I'm sorry to not ask a specific question. Hopefully some answers will help me edit the below description to remove inaccuracies, and some others will suggest references. Both would be very helpful.

Let X be a smooth complex algebraic variety of dimension n (could just as well be an complex analytic or smooth real manifold so far as I understand; probably can be algebraic over any field, at least for awhile). There is a completely general torsor over X: its fiber over a point x is the set of all coordinate charts on the formal neighborhood of x in X. This is a torsor over the infinite dimensional group G of algebra endomorphisms of C[[x_1,...,x_n]] which preserve the augmentation ideal and are invertible modulo quadratic terms (and hence invertible over power series of endomorphisms). It's a torsor because any two coordinate systems are related by such an endomorphism, but there isn't a canonical choice of coordinate system along the variety.

I think one can rephrase the conditions of the previous paragraph more precisely by first noting that an endomorphism of C[[V]] preserving augmentation ideal (where we use notation V=span_C{x_1,...,x_n}) is given by a linear map V-->V*C[[V]], which then uniquely extends to an algebra map. Then the condition of the last paragraph is that V -->V*C[[V]]-->V*C[[V]] / V*V*C[[V]] = V is invertible.

It's not hard to see that these in fact form a group, and that this group acts simply transitively on the set of coordinate systems.

The Lie algebra g of G (once one makes sense of this) is a subalgebra W^{0} (described below) of the Lie algebra W_{n} of derivations of C[[x_1,...,x_n]]. W_{n} is the free C[[x_1,...,x_n]] module generated by ∂_{1},..∂_{n}, with the usual bracket.

W=W_{n} has a subalgebra W^{0} of vector fields which vanish at the origin (i.e. constant term in coefficients of ∂_{i} are all zero), and another W^{00} of vector fields which vanish to second order (so constant and linear terms vanish). It's fairly clear that W^{0}/W^{00} is isomorphic to gl_n. One now considers W_n modules which are locally finite for the induced gl_n action. It turns out that these can be "integrated" to the group G, because G is built out of GL_n and a unipotent part consisting of those endomorphisms which are the identity modulo V*V. So the integrability of the gl_n action is all one needs to integrate to all of G.

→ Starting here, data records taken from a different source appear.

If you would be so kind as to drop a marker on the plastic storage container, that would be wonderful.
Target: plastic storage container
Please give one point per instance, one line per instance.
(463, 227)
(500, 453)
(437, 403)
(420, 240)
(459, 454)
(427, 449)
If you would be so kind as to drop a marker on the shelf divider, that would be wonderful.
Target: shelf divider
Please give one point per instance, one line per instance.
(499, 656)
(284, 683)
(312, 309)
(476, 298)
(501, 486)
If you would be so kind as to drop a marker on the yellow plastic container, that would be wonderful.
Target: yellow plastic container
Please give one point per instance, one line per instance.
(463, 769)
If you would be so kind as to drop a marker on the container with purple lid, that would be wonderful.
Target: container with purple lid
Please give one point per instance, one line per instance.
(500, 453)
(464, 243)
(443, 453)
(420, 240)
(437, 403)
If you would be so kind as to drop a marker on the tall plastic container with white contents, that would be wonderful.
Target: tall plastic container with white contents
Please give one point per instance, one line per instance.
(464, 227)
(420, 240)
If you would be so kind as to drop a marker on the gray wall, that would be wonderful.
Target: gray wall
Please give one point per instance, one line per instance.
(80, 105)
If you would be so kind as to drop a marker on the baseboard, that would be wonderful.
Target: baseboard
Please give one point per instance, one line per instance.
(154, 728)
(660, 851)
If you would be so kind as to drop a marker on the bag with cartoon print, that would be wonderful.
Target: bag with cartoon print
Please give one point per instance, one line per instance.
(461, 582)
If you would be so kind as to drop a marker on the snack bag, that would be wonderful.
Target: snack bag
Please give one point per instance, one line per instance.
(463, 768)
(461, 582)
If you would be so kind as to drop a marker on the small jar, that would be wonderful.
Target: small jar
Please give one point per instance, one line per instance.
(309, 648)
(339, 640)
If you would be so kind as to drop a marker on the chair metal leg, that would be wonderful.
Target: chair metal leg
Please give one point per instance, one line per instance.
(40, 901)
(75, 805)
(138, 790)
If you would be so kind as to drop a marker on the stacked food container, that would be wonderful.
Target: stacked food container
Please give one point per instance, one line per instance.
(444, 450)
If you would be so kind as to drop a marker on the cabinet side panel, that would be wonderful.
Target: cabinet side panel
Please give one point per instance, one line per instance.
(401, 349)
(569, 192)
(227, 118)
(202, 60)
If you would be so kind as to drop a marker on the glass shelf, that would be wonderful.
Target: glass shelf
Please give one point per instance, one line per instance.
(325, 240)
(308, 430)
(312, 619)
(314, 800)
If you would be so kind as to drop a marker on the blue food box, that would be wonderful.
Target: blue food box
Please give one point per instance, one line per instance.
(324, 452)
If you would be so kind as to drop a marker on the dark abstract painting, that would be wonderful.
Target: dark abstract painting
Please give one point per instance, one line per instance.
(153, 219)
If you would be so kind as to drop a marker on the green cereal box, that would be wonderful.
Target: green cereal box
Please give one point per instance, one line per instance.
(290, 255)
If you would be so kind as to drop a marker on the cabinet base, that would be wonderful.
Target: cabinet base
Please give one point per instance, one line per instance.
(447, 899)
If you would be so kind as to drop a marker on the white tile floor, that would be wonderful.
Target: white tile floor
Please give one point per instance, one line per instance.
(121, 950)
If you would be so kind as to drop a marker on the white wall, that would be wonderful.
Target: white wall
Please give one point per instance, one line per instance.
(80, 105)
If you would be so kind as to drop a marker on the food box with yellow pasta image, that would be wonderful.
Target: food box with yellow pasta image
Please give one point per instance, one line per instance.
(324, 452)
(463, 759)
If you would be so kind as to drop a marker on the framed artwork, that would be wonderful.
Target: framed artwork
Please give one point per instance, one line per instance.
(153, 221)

Now one performs the "associated bundle construction" in this context, to produce a sheaf of vector spaces out of a W_n module of the sort above. One could instead start with a f.d. module V over gl_n, and there's a canonical way to turn it into a W_n module (in coordinates you tensor it with C[[x_1,...,x_n]] and take a diagonal action: W_n acts through gl_n on the module V and by derivations on C[[x_1,...,x_n]]). The sheaves you get aren't a priori quasi-coherent; some can be given a quasi-coherent structure (i.e. an action of the structure sheaf on X) and some can't. However, the sheaves you get are very interesting. By taking the trivial gl_n bundle you get the sheaf of smooth functions on the manifold (this was heuristically explained to me as saying that to give a smooth function on a manifold is to give its Taylor series at every point, together with some compatibilities under change of coordinates, which are given by the W_{n} action). By taking exterior powers of C^n you recover the sheaves of differential forms of each degree (these examples can be made into quasi-coherent sheaves in a natural way). The W_n modules associated to the exterior powers are not irreducible; they have submodules, which yield the subsheaves of closed forms (these give an example of a sheaf built this way which isn't quasi-coherent: function times closed form isn't necessarily closed).

Finally, one is supposed to see that the existence of the extra operators ∂_{i} of W which aren't in W^{0} further induce a flat connection on your associated bundle. I don't yet understand the underpinnings of that, but it's very important for what I am trying to do.

Is this familiar to any readers? Is there a good exposition, or a textbook which discusses the foundations? Can anyone explain the last paragraph to me?